Slovene magazine spawned an independence movement
When Slovenia takes over the rotating presidency of the European Union next year it will be the first former communist country to do so. It's a heady responsibility for a young democracy - and a country which has been independent for just 15 years. But the ideas of democracy and independence have a longer histroy and the magazine Nova Revija is intimately linked to them. It played an imporant role in Slovenia's struggle for independence from Yugoslavia and embodied many of its democratic aspirations. Nova Revija is celebrating its quarter century.
Nova Revija was founded in 1982 as a journal for poetry, ideas and culture. Over time, it gradually evolved into an outspoken adversary of the then-socialist government - frequently running afoul of censors and officials. The first editor of Nova Revija, Tine Hribar, remembers that in the early days they were never sure if an issue would be printed or not. But, as he recalls, its democratic strivings and anti-communist ideas evolved slowly and gradually, with each issue pushing the envelope more and more. But they were never sure if an issue would go through or not. Tine Hribar:
"The reason was that we permanently criticized the politics of the day. From the beginning, it was easier to criticize Stalinism, then Leninism. After that Marx and after that [Slovenian communist Edvard] Kardelj and the system of self-management."
Many people from Nova Revija would later rise to prominence, such as the current foreign minister, Dmitrij Rupel, who also served as an editor.
"Nova Revija was a publication whose goals were democratic. And in those times, the government was afraid of this."
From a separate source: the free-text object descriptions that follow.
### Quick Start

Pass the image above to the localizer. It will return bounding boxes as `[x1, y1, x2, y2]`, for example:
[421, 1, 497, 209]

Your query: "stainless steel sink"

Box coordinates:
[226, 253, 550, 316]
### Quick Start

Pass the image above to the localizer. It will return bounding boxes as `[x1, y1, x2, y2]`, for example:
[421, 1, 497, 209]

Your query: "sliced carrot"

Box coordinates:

Things came to a head with the now-legendary 57th issue, which called for Slovenia's independence from Yugoslavia and the end of the single-party system. It drew the anger of the government, but the damage was done and it was becoming increasingly difficult for authorities to hold Yugoslavia together. Nova Revija would later release an issue dedicated to the subject of Indepedent Slovenia, that was released during the country's 10-day independence war in 1991.
Many of its writers not only lived to see their ideas justified, but would play a prominent role in domestic politics following independence.
On the occasion of its 25th anniversary its current editor, Niko Grafenauer, announced that it was time for him to retire. Although he described his work as happy and himself honored to do it, he noted that the work of editor was very difficult and that it was time for someone new to take up the reigns.